Message Passing in GNN’s#

Message passing is the method of information exchange among nodes. It is performed so that similar nodes are mapped to similar embedding spaces during the learning phase of the GNN. i.e. if A, D and B are cancer patients, we want D and B to exchange this information with A, but we want C to exchange the information that it is not a cancer patient. In doing so, A will see that it is connected to 2 cancer patients and 1 non cancer patient thus, learning that it is more likely also a cancer patient.

The message passing algorithm consists of three core steps : Propagation, Aggregation and Update. For a single node “u”, the hidden embedding $h(k)_u$ can be formulated as per the general equation, where $N(u)$ is the neighbourhood of u.

Propagation#

The first step of message passing simply involves gathering all embeddings $h(k)_v$ for every node u. During this step it is common to apply an augmentation. In a GCN this augmentation is a Multi Layer Perceptron of arbitrary dimension. In this manner each node receives a single augmented message from its neighbours.

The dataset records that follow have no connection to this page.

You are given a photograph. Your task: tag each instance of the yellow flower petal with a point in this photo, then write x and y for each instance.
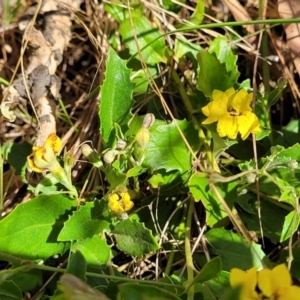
(120, 204)
(241, 101)
(228, 126)
(247, 281)
(31, 164)
(274, 282)
(230, 93)
(248, 123)
(54, 142)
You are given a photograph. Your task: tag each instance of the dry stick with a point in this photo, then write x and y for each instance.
(253, 135)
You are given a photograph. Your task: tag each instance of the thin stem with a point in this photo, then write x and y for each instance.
(188, 251)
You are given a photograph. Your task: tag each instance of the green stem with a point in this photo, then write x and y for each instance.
(188, 252)
(170, 261)
(1, 183)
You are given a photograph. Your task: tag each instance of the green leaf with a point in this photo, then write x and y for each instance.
(209, 79)
(31, 230)
(95, 250)
(116, 98)
(147, 36)
(166, 148)
(132, 291)
(198, 14)
(16, 154)
(199, 187)
(134, 239)
(210, 270)
(10, 291)
(290, 226)
(234, 251)
(91, 218)
(222, 50)
(77, 265)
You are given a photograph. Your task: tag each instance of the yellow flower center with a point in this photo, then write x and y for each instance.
(233, 113)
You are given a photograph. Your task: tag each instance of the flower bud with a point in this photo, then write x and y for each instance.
(121, 144)
(109, 156)
(148, 121)
(142, 138)
(91, 155)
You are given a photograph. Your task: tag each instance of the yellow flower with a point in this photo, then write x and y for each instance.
(247, 280)
(277, 283)
(120, 203)
(44, 158)
(233, 113)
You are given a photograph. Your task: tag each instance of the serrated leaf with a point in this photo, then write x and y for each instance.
(92, 218)
(166, 148)
(198, 14)
(31, 230)
(147, 36)
(209, 79)
(234, 251)
(222, 49)
(290, 226)
(16, 154)
(95, 250)
(116, 98)
(134, 239)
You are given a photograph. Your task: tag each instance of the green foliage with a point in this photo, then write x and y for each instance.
(219, 57)
(116, 97)
(133, 238)
(165, 192)
(39, 221)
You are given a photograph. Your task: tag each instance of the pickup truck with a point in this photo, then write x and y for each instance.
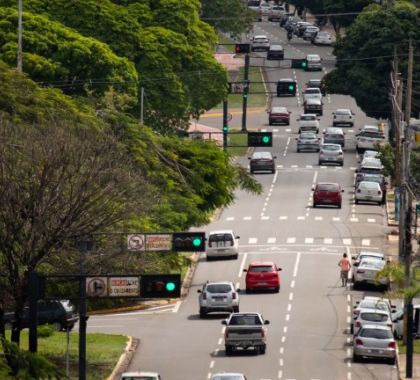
(245, 330)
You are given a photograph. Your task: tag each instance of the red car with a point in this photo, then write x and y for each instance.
(279, 115)
(262, 275)
(327, 194)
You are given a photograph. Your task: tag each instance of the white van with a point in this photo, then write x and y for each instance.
(313, 62)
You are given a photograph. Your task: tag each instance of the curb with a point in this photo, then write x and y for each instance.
(125, 358)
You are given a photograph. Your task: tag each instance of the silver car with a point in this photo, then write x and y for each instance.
(376, 342)
(366, 273)
(331, 153)
(218, 296)
(308, 141)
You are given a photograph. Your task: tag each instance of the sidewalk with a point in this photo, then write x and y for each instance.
(392, 251)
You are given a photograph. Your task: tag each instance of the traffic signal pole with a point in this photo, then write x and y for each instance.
(245, 92)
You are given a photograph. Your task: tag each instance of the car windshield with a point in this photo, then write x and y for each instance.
(327, 187)
(245, 320)
(376, 333)
(374, 317)
(261, 268)
(219, 288)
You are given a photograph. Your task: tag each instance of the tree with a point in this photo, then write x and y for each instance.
(364, 64)
(228, 16)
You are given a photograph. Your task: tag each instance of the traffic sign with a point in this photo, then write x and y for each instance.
(96, 286)
(135, 242)
(124, 286)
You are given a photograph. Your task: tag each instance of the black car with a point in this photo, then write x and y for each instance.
(262, 161)
(379, 178)
(59, 314)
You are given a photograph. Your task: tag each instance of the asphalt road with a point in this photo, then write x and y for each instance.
(308, 337)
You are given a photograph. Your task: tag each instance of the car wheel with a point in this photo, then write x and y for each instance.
(356, 358)
(228, 350)
(57, 326)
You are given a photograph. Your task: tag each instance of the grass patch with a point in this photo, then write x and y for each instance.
(102, 351)
(237, 138)
(403, 349)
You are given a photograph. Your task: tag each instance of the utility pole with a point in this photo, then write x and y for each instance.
(245, 92)
(406, 205)
(19, 57)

It is important to note that this step makes GNN’s invariant to the order of the nodes. i.e. it does not matter if the message ordering to A is D, B, C or B, C, D. As we perform an augmentation on a set of node embeddings, the GNN is unaffected by permutations to the ordering.

Aggregation#

The method of node aggregation is a significant differentiator between different GNN architecture. For example, GCN’s employ mean pooling whereas, GraphSage employs max-pooling. The aggregation step summarises the information received from the other nodes.

Update#

Finally, the node updates its embedding position based on the new information it has gathered from its neighbouring nodes.

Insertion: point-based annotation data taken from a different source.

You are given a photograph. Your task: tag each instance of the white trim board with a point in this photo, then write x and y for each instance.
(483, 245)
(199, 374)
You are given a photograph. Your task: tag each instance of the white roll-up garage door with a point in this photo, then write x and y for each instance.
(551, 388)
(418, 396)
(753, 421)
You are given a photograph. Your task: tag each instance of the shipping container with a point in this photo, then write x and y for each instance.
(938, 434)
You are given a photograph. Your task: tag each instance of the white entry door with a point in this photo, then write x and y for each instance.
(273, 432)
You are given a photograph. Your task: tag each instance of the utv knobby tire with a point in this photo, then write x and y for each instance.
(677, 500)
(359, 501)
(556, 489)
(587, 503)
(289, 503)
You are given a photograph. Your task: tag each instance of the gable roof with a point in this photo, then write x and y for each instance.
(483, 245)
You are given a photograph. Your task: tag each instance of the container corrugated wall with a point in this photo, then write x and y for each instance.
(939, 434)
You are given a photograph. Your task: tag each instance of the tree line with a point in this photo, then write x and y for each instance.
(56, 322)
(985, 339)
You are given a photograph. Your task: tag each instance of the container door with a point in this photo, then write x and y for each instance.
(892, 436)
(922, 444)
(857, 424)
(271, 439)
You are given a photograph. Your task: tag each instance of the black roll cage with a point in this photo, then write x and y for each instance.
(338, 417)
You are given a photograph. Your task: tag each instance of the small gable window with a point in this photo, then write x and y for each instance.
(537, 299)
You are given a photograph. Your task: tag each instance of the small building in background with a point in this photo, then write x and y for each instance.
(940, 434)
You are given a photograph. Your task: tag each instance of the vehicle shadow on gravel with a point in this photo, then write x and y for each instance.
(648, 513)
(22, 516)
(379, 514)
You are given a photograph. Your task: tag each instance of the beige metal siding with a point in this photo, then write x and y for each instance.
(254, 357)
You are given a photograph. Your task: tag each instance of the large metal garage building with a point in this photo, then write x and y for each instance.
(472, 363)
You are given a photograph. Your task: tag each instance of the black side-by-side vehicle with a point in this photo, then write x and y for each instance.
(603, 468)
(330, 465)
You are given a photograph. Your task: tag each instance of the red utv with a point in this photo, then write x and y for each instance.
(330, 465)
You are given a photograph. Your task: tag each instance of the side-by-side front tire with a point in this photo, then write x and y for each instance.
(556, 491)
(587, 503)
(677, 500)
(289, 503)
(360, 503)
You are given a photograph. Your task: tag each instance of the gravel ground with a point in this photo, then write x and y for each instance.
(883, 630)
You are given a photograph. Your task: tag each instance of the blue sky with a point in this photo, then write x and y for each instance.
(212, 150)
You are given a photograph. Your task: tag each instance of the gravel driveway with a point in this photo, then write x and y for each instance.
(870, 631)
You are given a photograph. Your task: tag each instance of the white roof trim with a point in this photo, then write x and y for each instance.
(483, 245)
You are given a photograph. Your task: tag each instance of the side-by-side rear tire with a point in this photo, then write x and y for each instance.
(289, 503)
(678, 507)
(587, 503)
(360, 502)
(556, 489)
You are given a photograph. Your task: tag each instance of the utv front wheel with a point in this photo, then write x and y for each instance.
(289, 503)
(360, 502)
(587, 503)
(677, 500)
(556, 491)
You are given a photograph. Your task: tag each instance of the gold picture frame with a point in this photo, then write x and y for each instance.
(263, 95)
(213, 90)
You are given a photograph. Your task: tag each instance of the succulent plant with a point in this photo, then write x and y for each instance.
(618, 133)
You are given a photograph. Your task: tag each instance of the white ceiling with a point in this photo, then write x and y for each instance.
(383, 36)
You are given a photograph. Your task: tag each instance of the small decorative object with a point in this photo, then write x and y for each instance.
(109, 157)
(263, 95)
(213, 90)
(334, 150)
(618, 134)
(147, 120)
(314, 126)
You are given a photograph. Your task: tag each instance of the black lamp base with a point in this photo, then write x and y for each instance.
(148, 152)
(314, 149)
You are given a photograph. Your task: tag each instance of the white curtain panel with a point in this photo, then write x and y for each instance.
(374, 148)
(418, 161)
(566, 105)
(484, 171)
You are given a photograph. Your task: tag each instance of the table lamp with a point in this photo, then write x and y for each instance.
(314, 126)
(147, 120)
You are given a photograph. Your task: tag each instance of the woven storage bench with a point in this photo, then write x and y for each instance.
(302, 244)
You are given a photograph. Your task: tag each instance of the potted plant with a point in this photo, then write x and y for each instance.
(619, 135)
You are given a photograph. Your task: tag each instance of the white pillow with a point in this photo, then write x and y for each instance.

Graph Convolutional Network (GCN)#

In this workshop we will work exclusively with the GCN model shown below. The GCN uses Multi Layer Perceptron linear layers for message augmentation and propagation, element-wise mean pooling and intermediate ReLU non-linearity for aggregation. GCN’s require the full network to be present during training and use a semi supervised approach for learning from network and data structures.

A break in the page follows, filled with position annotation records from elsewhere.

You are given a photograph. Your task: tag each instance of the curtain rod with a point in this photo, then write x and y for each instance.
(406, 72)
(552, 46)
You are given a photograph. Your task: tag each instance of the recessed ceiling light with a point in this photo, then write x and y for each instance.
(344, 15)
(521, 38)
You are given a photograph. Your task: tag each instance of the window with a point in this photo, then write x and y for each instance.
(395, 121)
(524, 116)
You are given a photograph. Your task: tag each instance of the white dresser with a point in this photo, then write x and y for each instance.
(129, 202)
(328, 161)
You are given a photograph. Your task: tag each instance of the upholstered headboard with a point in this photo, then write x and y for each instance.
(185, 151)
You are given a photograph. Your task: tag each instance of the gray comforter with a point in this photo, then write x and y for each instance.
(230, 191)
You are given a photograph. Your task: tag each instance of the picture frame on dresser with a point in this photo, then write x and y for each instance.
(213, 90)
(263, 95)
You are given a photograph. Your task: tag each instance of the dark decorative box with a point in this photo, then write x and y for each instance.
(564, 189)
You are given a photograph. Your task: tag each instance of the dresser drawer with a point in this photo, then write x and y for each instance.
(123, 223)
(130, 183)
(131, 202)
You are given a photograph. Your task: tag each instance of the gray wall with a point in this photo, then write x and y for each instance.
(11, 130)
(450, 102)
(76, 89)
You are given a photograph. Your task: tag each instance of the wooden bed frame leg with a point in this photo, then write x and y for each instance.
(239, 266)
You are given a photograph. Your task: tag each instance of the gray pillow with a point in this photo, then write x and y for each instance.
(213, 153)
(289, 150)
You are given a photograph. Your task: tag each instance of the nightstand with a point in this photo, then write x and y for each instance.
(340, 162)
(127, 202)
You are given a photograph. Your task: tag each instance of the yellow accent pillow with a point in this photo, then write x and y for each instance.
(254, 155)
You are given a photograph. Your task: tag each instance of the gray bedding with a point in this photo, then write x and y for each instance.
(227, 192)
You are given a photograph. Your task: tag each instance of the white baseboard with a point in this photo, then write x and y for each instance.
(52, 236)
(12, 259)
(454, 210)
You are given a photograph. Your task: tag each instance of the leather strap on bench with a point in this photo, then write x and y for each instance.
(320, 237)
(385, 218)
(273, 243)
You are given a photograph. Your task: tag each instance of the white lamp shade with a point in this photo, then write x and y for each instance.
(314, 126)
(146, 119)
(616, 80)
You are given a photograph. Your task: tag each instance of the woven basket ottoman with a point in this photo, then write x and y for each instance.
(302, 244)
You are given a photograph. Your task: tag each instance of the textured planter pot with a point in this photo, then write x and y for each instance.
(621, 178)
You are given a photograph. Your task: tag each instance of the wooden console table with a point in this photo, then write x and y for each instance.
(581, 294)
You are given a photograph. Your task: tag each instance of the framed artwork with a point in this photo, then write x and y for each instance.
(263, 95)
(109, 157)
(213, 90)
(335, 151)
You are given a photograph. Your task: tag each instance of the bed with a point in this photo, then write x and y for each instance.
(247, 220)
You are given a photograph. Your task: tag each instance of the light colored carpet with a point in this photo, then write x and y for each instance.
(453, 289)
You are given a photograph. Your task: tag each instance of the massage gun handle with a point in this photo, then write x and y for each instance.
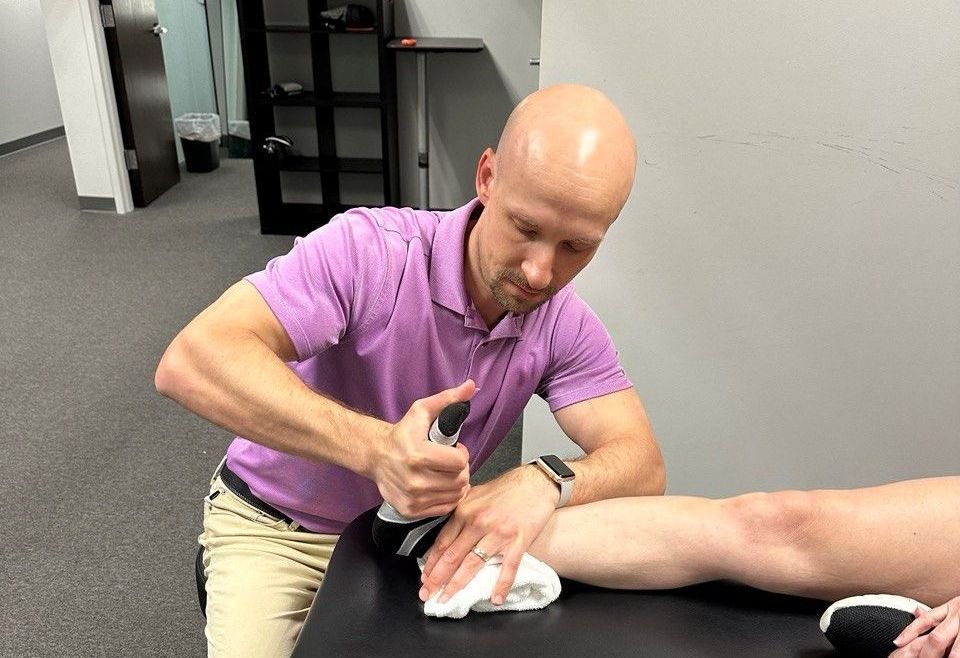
(394, 533)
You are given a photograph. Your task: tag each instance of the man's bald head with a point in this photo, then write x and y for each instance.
(573, 139)
(561, 173)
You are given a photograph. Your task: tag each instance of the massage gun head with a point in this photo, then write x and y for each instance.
(392, 533)
(452, 417)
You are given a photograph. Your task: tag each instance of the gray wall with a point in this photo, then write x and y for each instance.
(784, 284)
(28, 93)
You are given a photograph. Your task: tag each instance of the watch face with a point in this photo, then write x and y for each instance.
(557, 466)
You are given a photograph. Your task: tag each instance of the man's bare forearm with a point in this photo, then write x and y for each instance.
(627, 467)
(231, 378)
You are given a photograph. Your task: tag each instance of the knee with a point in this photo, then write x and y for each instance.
(778, 520)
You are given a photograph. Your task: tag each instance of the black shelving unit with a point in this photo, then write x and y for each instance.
(280, 216)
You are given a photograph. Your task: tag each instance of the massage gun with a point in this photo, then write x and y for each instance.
(394, 533)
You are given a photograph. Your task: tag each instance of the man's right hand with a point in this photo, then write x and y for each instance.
(417, 477)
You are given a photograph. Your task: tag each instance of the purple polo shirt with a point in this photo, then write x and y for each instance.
(376, 306)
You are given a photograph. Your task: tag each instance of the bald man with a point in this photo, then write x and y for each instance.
(331, 364)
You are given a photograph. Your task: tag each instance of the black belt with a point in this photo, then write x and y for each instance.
(238, 487)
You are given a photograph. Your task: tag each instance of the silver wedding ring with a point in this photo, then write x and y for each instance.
(480, 554)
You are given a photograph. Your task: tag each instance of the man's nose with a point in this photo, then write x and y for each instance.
(538, 268)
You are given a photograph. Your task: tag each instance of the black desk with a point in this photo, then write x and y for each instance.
(368, 606)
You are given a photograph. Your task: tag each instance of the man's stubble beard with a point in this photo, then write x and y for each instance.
(510, 303)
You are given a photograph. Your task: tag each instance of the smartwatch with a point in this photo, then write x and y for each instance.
(560, 473)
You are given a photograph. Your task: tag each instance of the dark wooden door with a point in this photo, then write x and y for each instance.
(143, 100)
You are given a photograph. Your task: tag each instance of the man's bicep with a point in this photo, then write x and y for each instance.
(242, 307)
(594, 421)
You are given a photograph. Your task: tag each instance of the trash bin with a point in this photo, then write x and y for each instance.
(200, 138)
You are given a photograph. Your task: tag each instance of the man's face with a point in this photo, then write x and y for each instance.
(531, 244)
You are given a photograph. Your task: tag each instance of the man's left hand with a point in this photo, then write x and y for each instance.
(501, 517)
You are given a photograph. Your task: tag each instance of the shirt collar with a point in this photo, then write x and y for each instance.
(447, 286)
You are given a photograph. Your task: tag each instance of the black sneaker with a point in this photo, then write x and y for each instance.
(867, 625)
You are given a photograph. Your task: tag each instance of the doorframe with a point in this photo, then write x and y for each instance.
(86, 40)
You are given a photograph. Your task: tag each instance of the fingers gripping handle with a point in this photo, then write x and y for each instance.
(393, 533)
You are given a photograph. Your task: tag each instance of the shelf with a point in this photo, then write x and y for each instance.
(338, 99)
(342, 165)
(305, 29)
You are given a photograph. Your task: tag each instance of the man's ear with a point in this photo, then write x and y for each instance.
(486, 172)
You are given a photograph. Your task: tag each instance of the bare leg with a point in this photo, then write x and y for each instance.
(901, 538)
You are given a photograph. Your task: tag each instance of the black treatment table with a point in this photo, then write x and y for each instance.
(368, 606)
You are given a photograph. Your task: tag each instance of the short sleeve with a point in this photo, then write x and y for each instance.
(323, 287)
(583, 363)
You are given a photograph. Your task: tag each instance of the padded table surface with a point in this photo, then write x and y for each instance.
(368, 606)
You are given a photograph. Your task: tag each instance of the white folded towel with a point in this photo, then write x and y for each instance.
(535, 587)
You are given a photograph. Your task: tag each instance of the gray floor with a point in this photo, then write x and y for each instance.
(100, 477)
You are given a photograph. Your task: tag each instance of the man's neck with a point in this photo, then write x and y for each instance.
(490, 311)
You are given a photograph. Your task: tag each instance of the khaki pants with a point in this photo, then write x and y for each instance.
(262, 575)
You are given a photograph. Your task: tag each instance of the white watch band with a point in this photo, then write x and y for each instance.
(566, 490)
(565, 484)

GNN Task : Node Classification#

Node classification in GNNs is a task where the goal is to predict the label or class of individual nodes in a graph based on their features and the structure of the graph. We have introduced the concept of using message passing to generate node embeddings. These embeddings can be used for edge predictions (prediciting missing edges), graph classification (predicting label based on graph structure) or as is our case node classification. In node classification a classifier (often a simple linear layer) is trained to predict the node’s class based on its embedding. This approach allows for the prediction of node classes even in the presence of complex and non-Euclidean graph structures.

Deep Graph Library (DGL)#

DGL is a framework agnostic library of GNN architectures. In this tutorial we will work with a PyTorch implementation but Tensorflow and Apache MXNet are also supported. Our use of DGL will be limited to the implementation of GCN, in particular the GraphConv function. We encourage you to interact further with the DGL library and explore some of their tutorials and other model architecutres

Generation Scotland Dataset#

Generation Scotland is a research study looking at the health and well-being of volunteers and their families. Volunteers answer questionnaires and provide samples for genetic testing. These are combined with NHS health records and innovative laboratory science to create a rich evidence base for understanding health.

Generation Scotland has been recruiting volunteers since 2006, with over 24000 participants from around 7000 families joined. The goal of Generation Scotland is to improve the health and well-being of current and future generations through partnership between researchers and volunteers. So far, research papers into COVID-19, cancer, diabetes, depression, dementia and more have been published. See the Generation Scotland website for more information.

In this section we will use a subset of the dataset consisting of 2733 participants. We will use DNA Methylation from these participants to predict if they are “Smokers” or “non-Smokers”. The data used is anonymous with normally distributed jitter added to the phenotypes to further preserve anonymity while maintaining the overall data distribution.